Desde 2010 existe la ley que instauró el concepto de donante universal, por el cual todos los ciudadanos son dadores, a menos que expresen su voluntad en contrario, pero por paradoja, escasean los donantes en la práctica. Si bien el 77% de las personas está dispuesta a hacerlo, de acuerdo con una encuesta del Centro de Estudios de la Universidad San Sebastián, esa cifra baja a 65% cuando son ellas las que deben decidir la donación en el caso de un familiar fallecido.
En 2015, la Coordinadora Nacional de Trasplantes del Ministerio de Salud registró un total de 321 trasplantes, gracias a 110 donantes, pero a la vez existían 1.833 personas esperando un órgano, cuestión que es aún más dramática cuando se trata de niños.
Las donaciones son un tema complejo en los hogares, pues si bien el dador en la mayoría de los casos manifiesta su decisión en vida, son las familias las que -al momento de su muerte- deciden si se concreta o no esa voluntad.
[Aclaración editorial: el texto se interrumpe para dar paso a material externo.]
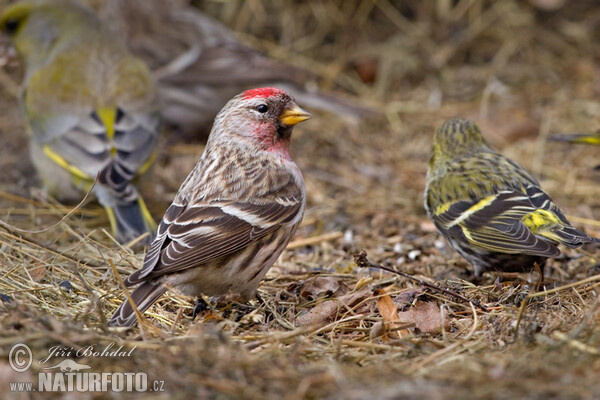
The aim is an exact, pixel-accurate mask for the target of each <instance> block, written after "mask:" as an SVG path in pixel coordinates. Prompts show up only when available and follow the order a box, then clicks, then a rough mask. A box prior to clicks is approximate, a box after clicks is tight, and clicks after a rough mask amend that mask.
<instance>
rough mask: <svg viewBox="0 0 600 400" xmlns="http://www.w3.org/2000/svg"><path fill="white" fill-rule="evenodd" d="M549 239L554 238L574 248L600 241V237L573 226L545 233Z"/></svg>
mask: <svg viewBox="0 0 600 400" xmlns="http://www.w3.org/2000/svg"><path fill="white" fill-rule="evenodd" d="M544 236H546V237H547V238H548V239H551V240H554V241H556V242H558V243H561V244H563V245H565V246H567V247H570V248H572V249H574V248H577V247H579V246H581V245H583V244H586V243H600V239H597V238H595V237H592V236H589V235H588V234H586V233H584V232H581V231H580V230H578V229H575V228H573V227H572V226H564V227H562V229H556V230H553V231H552V232H546V234H544Z"/></svg>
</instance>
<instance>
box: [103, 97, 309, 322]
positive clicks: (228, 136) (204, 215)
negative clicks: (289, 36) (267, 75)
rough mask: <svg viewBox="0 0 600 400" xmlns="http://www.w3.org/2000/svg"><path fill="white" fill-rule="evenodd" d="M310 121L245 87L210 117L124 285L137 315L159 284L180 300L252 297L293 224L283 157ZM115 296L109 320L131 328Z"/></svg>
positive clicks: (290, 107) (299, 187)
mask: <svg viewBox="0 0 600 400" xmlns="http://www.w3.org/2000/svg"><path fill="white" fill-rule="evenodd" d="M308 118H310V114H308V113H307V112H306V111H304V110H302V109H301V108H299V107H298V106H297V105H296V103H295V102H294V100H292V98H291V97H290V96H289V95H288V94H287V93H286V92H284V91H282V90H279V89H274V88H262V89H253V90H248V91H246V92H244V93H241V94H239V95H237V96H236V97H234V98H233V99H232V100H230V101H229V103H227V104H226V105H225V107H224V108H223V109H222V110H221V112H220V113H219V114H218V115H217V117H216V119H215V122H214V126H213V128H212V131H211V133H210V136H209V139H208V143H207V145H206V149H205V150H204V154H203V155H202V157H201V158H200V161H199V162H198V164H196V166H195V167H194V169H193V170H192V172H191V173H190V174H189V175H188V177H187V178H186V180H185V181H184V182H183V184H182V185H181V187H180V189H179V192H178V193H177V195H176V196H175V199H174V200H173V204H171V206H170V207H169V208H168V209H167V211H166V213H165V215H164V217H163V219H162V222H161V223H160V226H159V227H158V233H157V236H156V239H155V240H154V242H153V243H152V245H151V247H150V249H149V250H148V253H147V254H146V258H145V259H144V264H143V267H142V269H141V270H139V271H137V272H135V273H133V274H132V275H131V276H129V278H127V280H126V282H125V284H126V285H127V286H132V285H136V284H139V286H138V287H137V288H136V289H135V290H134V292H133V293H132V295H131V297H132V298H133V301H134V302H135V304H136V306H137V308H138V309H139V311H140V312H144V311H145V310H147V309H148V307H150V306H151V305H152V304H153V303H154V302H155V301H156V300H157V299H158V298H159V297H160V296H161V295H162V294H163V293H164V292H165V291H166V290H167V287H166V286H165V284H167V285H169V286H174V287H177V288H179V289H180V290H181V291H182V292H183V293H184V294H187V295H190V296H200V295H201V294H204V295H208V296H216V295H224V294H227V293H235V294H239V295H240V297H241V299H242V300H244V301H246V300H249V299H250V298H252V297H253V296H255V295H256V289H257V287H258V284H259V282H260V281H261V280H262V278H263V277H264V276H265V274H266V273H267V271H268V270H269V268H271V266H272V265H273V263H274V262H275V260H277V258H278V257H279V255H280V254H281V252H282V251H283V250H284V249H285V247H286V246H287V244H288V242H289V240H290V238H291V237H292V235H293V234H294V232H295V231H296V228H297V227H298V225H299V224H300V221H301V220H302V215H303V213H304V206H305V202H306V191H305V188H304V180H303V178H302V174H301V173H300V170H299V169H298V167H297V166H296V164H295V163H294V162H293V161H292V159H291V158H290V154H289V144H290V137H291V134H292V129H293V127H294V125H296V124H297V123H299V122H302V121H304V120H306V119H308ZM135 322H136V317H135V314H134V311H133V308H132V306H131V304H129V302H127V301H125V302H124V303H123V304H122V305H121V307H119V309H118V310H117V311H116V313H115V314H114V316H113V317H112V319H111V320H110V322H109V324H110V325H113V326H131V325H133V324H135Z"/></svg>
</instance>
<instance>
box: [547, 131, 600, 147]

Es cierto que la muerte significa un padecimiento para las familias de los donantes como para quienes esperan los órganos en momentos de suma complejidad. Pero este procedimiento es la única posibilidad para dar vida a personas que esperan un órgano compatible.
Además, los procuramientos requieren de una red de apoyo y enorme logística. Algo no ha funcionado para cambiar esta realidad y es hora de conversar el tema con la seriedad que corresponde al interior de los hogares. Se necesita insistir para que la familia pueda respetar la voluntad de una persona que ha decidido ser donante.
Existe consenso entre quienes han recibido un órgano, acerca del cambio radical de vida que les genera este tipo de acciones solidarias. Estas son decisiones basadas en el amor, cuya única recompensa es entregar vida.